I have had this idea of trying to centralize all of my diverse activities under one umbrella. I am a fairly creative person. I have a lot of passion; a good deal of discipline; I am adept at a decent splattering of skills; I am also tired; I find motivation fleeting; I am mentally disordered in a way that I’m not even sure whether it is neurochemical or philosophical; perhaps both. I am starting in the middle of things. Media Res as they say, but it’s not my intention to get ahead of myself. I am not trying to craft a narrative here. I am not trying to make a chronology. I am trying to make a mind map. This is an exercise in the macrocosm to influence the microcosm. My own mind is rather chaotic and unruly much like this place will be; mayhaps one day it will become unified and sensible. This is a place for me unfiltered; a place where you will see me contradict myself. I am often a contradiction. I have torn my past misguided worldview asunder and rebuilt anew from the shards, ashes, and bedrock.
It has happened more than once; as of now I am in the process of attempting yet another rebuild. The soul of a phoenix, the spirit of a wolf, the mystery of the owl, the reflection of the braying ass. I have no issue pointing at my faults and flaws, I try to correct them when I am able. I do not hate myself, but I do resent existence. I don’t hate living, but I loathe what our world has become.

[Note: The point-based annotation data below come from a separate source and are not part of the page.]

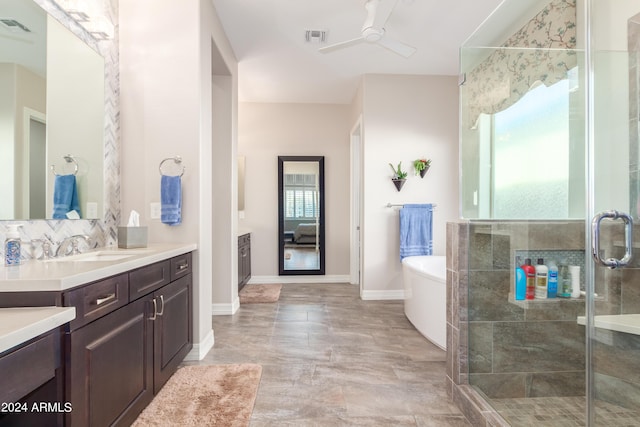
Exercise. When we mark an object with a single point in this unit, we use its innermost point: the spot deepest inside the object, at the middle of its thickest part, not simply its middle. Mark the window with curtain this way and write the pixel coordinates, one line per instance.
(301, 196)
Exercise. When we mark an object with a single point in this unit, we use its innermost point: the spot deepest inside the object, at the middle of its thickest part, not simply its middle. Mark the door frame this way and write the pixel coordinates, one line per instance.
(356, 142)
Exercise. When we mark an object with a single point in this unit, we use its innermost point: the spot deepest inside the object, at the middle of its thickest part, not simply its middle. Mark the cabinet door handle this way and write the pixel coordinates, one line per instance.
(161, 312)
(155, 310)
(102, 300)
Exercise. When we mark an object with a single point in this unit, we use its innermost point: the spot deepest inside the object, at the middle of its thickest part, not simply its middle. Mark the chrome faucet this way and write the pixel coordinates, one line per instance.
(48, 251)
(72, 242)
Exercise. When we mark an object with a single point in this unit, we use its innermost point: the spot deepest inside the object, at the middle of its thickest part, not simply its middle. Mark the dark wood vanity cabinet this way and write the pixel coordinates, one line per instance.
(244, 260)
(117, 362)
(31, 374)
(110, 374)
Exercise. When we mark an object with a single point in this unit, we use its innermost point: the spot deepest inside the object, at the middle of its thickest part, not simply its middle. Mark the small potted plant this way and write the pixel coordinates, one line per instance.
(399, 176)
(421, 166)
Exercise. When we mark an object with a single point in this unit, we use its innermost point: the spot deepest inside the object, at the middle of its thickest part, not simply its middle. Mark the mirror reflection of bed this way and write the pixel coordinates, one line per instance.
(301, 225)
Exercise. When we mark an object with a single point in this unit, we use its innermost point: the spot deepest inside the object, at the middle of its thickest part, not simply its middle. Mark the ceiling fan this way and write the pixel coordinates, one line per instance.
(378, 12)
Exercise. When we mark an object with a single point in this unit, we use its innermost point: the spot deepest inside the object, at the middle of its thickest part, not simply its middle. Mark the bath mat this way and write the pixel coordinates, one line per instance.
(257, 294)
(199, 396)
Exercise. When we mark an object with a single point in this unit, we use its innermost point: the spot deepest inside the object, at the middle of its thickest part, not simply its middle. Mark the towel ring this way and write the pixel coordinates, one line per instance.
(69, 159)
(177, 160)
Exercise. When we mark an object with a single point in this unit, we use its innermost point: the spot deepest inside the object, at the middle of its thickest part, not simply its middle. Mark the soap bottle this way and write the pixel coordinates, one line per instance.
(12, 246)
(552, 280)
(520, 282)
(564, 281)
(542, 273)
(530, 275)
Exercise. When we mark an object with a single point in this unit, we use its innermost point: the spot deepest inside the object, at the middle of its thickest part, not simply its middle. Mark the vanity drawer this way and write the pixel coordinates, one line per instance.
(97, 299)
(147, 279)
(28, 367)
(180, 266)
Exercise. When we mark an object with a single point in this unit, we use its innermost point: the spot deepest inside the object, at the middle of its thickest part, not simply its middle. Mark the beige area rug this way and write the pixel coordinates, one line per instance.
(212, 395)
(255, 294)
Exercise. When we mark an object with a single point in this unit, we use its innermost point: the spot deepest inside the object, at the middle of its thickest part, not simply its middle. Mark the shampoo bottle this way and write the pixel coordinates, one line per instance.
(564, 281)
(530, 275)
(542, 273)
(552, 280)
(520, 282)
(12, 246)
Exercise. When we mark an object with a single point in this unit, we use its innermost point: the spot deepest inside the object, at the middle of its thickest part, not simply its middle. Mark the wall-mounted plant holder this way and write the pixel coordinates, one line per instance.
(399, 183)
(399, 176)
(421, 166)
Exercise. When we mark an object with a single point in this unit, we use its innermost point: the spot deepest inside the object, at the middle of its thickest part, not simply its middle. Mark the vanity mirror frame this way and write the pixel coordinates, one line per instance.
(103, 230)
(281, 216)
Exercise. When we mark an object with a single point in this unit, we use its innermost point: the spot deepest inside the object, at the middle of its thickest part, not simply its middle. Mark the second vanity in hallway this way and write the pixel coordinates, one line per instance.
(132, 325)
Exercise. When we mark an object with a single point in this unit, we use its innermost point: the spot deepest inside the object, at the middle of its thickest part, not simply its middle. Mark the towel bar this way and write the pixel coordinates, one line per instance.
(69, 159)
(176, 159)
(389, 205)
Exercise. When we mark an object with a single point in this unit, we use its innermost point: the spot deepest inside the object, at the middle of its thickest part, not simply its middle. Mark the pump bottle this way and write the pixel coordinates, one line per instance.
(542, 273)
(12, 246)
(530, 274)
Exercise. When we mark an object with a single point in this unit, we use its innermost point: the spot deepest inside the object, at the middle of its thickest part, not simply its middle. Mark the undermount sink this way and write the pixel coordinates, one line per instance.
(98, 256)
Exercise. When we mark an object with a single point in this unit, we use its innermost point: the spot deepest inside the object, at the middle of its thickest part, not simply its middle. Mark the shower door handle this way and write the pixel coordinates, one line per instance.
(628, 238)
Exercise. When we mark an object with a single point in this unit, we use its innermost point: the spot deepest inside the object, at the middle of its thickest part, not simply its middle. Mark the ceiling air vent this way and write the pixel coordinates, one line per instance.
(315, 36)
(14, 26)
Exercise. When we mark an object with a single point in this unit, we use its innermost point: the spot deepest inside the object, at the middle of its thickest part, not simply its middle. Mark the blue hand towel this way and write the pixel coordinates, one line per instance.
(65, 196)
(171, 200)
(416, 224)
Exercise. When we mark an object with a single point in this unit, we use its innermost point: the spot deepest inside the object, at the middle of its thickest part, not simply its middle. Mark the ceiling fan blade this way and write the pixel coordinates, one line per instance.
(396, 46)
(381, 10)
(340, 45)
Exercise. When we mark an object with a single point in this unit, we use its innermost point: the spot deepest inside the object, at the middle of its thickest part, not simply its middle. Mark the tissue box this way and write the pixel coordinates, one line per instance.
(132, 237)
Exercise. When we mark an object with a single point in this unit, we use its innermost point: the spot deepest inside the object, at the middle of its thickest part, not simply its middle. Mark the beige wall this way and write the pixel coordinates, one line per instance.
(267, 131)
(404, 118)
(167, 109)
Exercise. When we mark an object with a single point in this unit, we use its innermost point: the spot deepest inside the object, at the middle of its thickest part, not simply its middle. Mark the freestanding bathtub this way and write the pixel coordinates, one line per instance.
(425, 296)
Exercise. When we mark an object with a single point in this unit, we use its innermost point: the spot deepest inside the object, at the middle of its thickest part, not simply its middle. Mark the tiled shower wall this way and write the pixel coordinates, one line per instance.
(532, 349)
(503, 347)
(616, 354)
(102, 232)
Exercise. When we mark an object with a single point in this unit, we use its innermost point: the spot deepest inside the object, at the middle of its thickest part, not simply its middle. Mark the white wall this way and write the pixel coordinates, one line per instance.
(267, 131)
(404, 118)
(611, 124)
(7, 144)
(167, 110)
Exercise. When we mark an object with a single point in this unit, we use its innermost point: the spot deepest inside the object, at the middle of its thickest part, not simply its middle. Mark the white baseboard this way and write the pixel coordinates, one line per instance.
(345, 278)
(382, 295)
(201, 349)
(225, 309)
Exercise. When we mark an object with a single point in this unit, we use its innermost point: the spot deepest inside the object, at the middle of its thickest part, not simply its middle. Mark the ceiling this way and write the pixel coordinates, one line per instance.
(276, 64)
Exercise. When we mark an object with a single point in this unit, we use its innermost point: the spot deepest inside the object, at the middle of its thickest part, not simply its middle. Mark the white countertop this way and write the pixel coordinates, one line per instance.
(627, 323)
(67, 272)
(20, 324)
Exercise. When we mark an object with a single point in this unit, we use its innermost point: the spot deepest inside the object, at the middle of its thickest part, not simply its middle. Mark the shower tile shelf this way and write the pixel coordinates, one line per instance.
(627, 323)
(537, 303)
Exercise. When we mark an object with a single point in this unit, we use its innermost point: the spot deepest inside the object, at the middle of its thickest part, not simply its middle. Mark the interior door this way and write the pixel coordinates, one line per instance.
(612, 269)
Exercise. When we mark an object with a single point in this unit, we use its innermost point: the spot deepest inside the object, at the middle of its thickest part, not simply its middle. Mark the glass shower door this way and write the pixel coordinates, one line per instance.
(612, 279)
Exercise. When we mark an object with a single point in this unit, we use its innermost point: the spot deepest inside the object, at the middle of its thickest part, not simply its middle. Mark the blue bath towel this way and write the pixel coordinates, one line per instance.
(416, 224)
(65, 196)
(171, 200)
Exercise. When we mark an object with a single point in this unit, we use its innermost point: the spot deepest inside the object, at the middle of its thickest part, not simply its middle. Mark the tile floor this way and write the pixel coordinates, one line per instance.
(331, 359)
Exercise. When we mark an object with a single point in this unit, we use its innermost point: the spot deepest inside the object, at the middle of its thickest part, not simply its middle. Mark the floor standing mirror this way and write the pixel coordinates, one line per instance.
(301, 215)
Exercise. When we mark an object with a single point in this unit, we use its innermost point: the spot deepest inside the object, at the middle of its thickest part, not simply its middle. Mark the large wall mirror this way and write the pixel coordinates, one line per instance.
(301, 215)
(51, 114)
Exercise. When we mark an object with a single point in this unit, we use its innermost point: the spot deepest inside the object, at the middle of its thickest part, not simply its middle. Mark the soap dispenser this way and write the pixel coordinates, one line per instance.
(12, 246)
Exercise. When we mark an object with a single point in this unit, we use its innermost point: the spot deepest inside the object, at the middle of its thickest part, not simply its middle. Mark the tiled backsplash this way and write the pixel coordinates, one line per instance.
(102, 232)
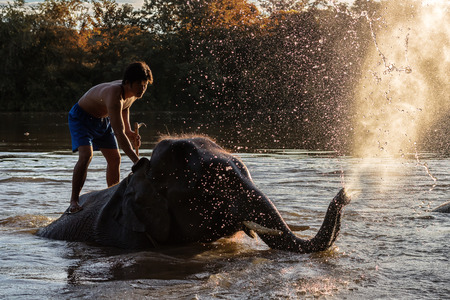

I have tried to find a way in this world many times, travelling such absurd paths to become what I am. I am still searching. I suppose you, Reader, are wondering who I am, It’s a long story, it will unfold. I’m not trying to be mysterious; I’m just trying to prioritize for my vision of what I am trying to make here.
So to make a brief skim of it I am an artist. I am trying to find a way to make a living by painting. Later I shall regale you with the epochs and adventures that have lead me to this point. I’m not sure if it is my endgame strategy, but it’s something I can do. Something I can do is a big deal for me oddly. You’ll also enjoy learning about why there are so many seemingly simple things that I am entirely incapable of, despite having what I self-elatingly consider a formidable force to bear in terms of comprehension, insight, logic, analysis, and execution.
As I said I am a contradiction, but I am not proud of it; I hope to overcome it. So considering that you have gotten the point, Reader; I’ll spare the purple-prose and list what it is I do and some of what you can expect:
Paintings, Drawings, Flash, Graphics, Design, Sewing, Sculpting, Carving, and the like.
Writing and Literature:
Short Stories, Poetry, Blog Entries, Pontification, Random Thoughts, Perhaps a Serialized Novel – so forth.
Philosophy Life and Satire:
Stand up comedy videos, self-abasement, self-adulation, thoughts, points, maybe some politics if I feel the need, likely many ramblings on firey subjects that will alienate everyone up-to, and including, myself.
Millions of ideas we will see what happens.
This is basically an outline of material I already have ready to Data-Dump, so there will ideally be expansion from there. I’ll likely do the data dumps in patches. But for now I’ll call this a decent place to start with a decent name.
Confucius would be very calm and observant of me.
(Which takes me all the way back to Lao-Tzu and my painting at the top of this post. Titled: “The Anti-Tao”)
What is divided is together whole and entirely apart.